900 new recruitment businesses set up shop so far this year lower than in 2016, but it’s too early to suggest a possible slowdown in 2017
The number of new recruitment agencies that opened their doors in the first four months of 2017 reached almost 900. But although the rate of growth marks a slowdown compared to 2016, this number is expected to rise after the General Election, according to a leading PR firm for the recruitment industry, ClearlyPR.
Figures obtained by ClearlyPR this week, under a Freedom of Information request from Companies House, show that between January 1st and April 30th this year a total of 887 new recruitment businesses were officially registered.
In January, 302 new agencies were registered while 181 and 298 were registered in February and March respectively. In April, the figure was 106 as news of the snap General Election appears to have slowed down the number of recruiters opting to go it alone.
On average, 221 new agencies were registered in each of first four months of 2017 compared to an average of 380 that registered each month during the whole of 2016.
This brings the total number of recruitment agencies in the UK to a record-high of 27,788 – a three-fold increase since January 2012, and a rise of 18,158 in just five years.
In 2016, 4,529 new recruitment businesses were registered compared to 3,984 in 2015 and 3,027 in 2014.
Commenting on these latest findings, Paul MacKenzie-Cummins, Managing Director of ClearlyPR said: “The last three years have seen exceptional growth for the recruitment sector.
“Positive trading conditions combined with improved employer confidence have provided the perfect platform for aspiring recruitment entrepreneurs to go it alone.
“But while the number of new agencies registered since the start of the year is lower than the average that started up last year, we predict an upswing in the coming months.”
“During the first half of 2016, the number of newly registered recruitment businesses was actually lower than the number we have seen so far this year. Much of this was down to many would-be recruitment entrepreneurs delaying their plans pending the outcome of the Brexit vote in June.

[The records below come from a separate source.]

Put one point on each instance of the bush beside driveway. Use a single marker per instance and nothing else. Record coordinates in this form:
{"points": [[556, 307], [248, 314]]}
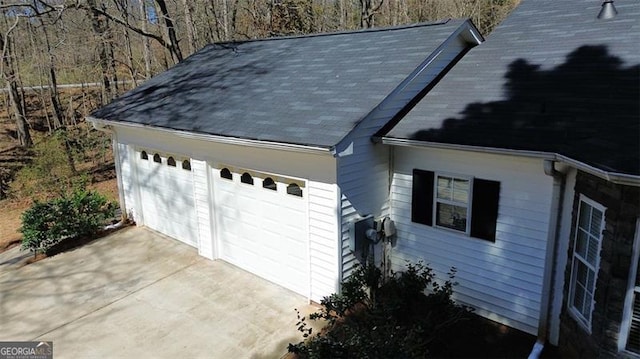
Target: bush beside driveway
{"points": [[136, 293]]}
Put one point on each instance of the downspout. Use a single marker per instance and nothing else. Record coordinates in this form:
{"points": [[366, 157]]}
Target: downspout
{"points": [[550, 257], [116, 159]]}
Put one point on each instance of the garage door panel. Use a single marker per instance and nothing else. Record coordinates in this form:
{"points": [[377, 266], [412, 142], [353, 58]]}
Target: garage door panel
{"points": [[167, 199], [262, 230]]}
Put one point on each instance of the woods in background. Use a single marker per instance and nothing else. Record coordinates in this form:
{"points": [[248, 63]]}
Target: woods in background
{"points": [[119, 43]]}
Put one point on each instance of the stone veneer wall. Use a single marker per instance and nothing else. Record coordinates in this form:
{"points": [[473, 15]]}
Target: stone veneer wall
{"points": [[623, 209]]}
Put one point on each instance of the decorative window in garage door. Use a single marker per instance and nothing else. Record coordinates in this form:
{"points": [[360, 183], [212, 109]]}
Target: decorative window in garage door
{"points": [[270, 182]]}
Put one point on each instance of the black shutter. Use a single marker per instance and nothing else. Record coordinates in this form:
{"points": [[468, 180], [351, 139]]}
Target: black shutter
{"points": [[422, 197], [484, 209]]}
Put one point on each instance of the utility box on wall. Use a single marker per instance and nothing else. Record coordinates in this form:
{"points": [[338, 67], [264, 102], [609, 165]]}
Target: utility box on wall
{"points": [[358, 239]]}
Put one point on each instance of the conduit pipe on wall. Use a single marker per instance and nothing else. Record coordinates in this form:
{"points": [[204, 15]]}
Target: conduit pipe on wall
{"points": [[546, 299]]}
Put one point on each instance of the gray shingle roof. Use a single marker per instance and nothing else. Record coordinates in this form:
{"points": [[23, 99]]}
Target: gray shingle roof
{"points": [[309, 90], [550, 78]]}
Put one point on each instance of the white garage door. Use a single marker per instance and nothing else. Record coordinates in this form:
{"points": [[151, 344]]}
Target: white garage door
{"points": [[166, 191], [261, 226]]}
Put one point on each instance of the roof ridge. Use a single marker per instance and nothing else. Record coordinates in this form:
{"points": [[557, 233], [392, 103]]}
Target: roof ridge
{"points": [[343, 32]]}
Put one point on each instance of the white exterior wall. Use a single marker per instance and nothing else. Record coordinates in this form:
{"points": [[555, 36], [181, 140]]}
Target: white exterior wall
{"points": [[502, 280], [125, 157], [319, 171], [363, 168], [202, 200]]}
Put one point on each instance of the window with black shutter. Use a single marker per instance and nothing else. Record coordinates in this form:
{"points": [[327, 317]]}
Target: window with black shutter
{"points": [[462, 204]]}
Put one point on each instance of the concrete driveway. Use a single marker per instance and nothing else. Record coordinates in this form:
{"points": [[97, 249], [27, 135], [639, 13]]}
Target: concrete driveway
{"points": [[138, 294]]}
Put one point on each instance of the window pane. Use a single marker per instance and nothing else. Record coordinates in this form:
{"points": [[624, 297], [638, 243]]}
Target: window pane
{"points": [[461, 190], [596, 221], [586, 312], [593, 251], [581, 243], [454, 217], [444, 188], [590, 280], [246, 178], [268, 183], [581, 273], [585, 214], [578, 299], [633, 340], [294, 189]]}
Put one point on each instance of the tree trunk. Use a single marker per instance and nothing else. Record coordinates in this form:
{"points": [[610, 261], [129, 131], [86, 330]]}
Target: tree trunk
{"points": [[58, 116], [15, 100], [188, 22], [146, 45], [174, 47], [99, 25]]}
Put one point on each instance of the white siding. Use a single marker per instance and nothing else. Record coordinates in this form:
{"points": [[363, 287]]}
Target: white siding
{"points": [[363, 168], [502, 280], [323, 239], [125, 156], [202, 196], [319, 170]]}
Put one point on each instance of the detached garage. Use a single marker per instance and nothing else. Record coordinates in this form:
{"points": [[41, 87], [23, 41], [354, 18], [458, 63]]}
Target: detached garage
{"points": [[259, 153], [166, 189]]}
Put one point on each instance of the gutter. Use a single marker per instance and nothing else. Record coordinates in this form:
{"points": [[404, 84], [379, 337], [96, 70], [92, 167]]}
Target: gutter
{"points": [[614, 177], [551, 256], [107, 126]]}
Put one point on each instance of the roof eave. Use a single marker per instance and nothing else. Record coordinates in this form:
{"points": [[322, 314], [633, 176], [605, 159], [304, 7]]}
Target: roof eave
{"points": [[614, 177], [102, 124]]}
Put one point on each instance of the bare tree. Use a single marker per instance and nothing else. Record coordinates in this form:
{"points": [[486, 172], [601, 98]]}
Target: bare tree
{"points": [[367, 12], [10, 76], [172, 39]]}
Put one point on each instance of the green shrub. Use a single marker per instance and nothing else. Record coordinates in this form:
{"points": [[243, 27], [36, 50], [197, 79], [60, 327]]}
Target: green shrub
{"points": [[376, 318], [79, 214]]}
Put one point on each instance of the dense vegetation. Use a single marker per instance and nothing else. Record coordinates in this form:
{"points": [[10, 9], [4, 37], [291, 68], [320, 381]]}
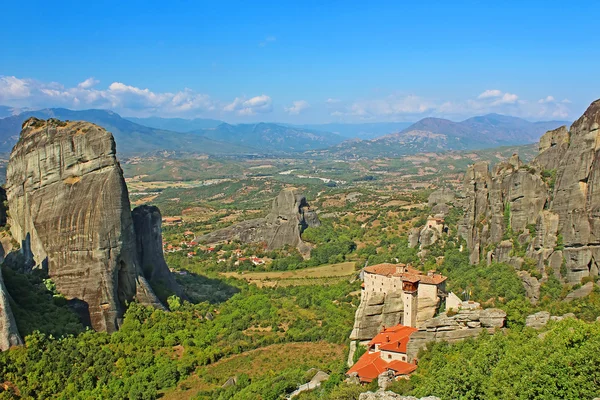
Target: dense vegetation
{"points": [[561, 363], [154, 349]]}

“It is a similar story this year too. Last month’s announcement that there will be a snap General Election in June would appear to have had the same effect, as the low numbers of those setting up shop in April would testify.
“However, if last year is any indicator, we can expect to see this rise once more after the outcome of the election has been decided.”
Indeed, the two months immediately after the UK voted to leave the EU saw a sharp rise of 1,051 recruitment agencies registering as new businesses – representing almost 1 in 4 (23%) of all new registrants throughout the whole of 2016.
“The recruitment industry continues to a major driver for the UK economy, and there are few sectors – if any – that can match it in terms of entrepreneurship.
“But with this increased competition comes the need for agencies to find new ways to raise their profile and position themselves as a go-to provider in their sectors. If they don’t, their competitors will catch up and eventually overtake them.
“Being a ‘name’ no longer suffices. We are in an age of influencer marketing, where client decisions are increasingly being based on their own experiences and those of others who have engaged with that agency brand.
“In practice, that means having an appealing brand that is communicated through a strong social media presence, enhanced client and candidate engagement (not just selling), and having an active presence in the media where their target audience ‘hangs out.’”
Note: The figures quoted were obtained from Companies House under a Freedom of Information request and are correct as at 8th May 2017.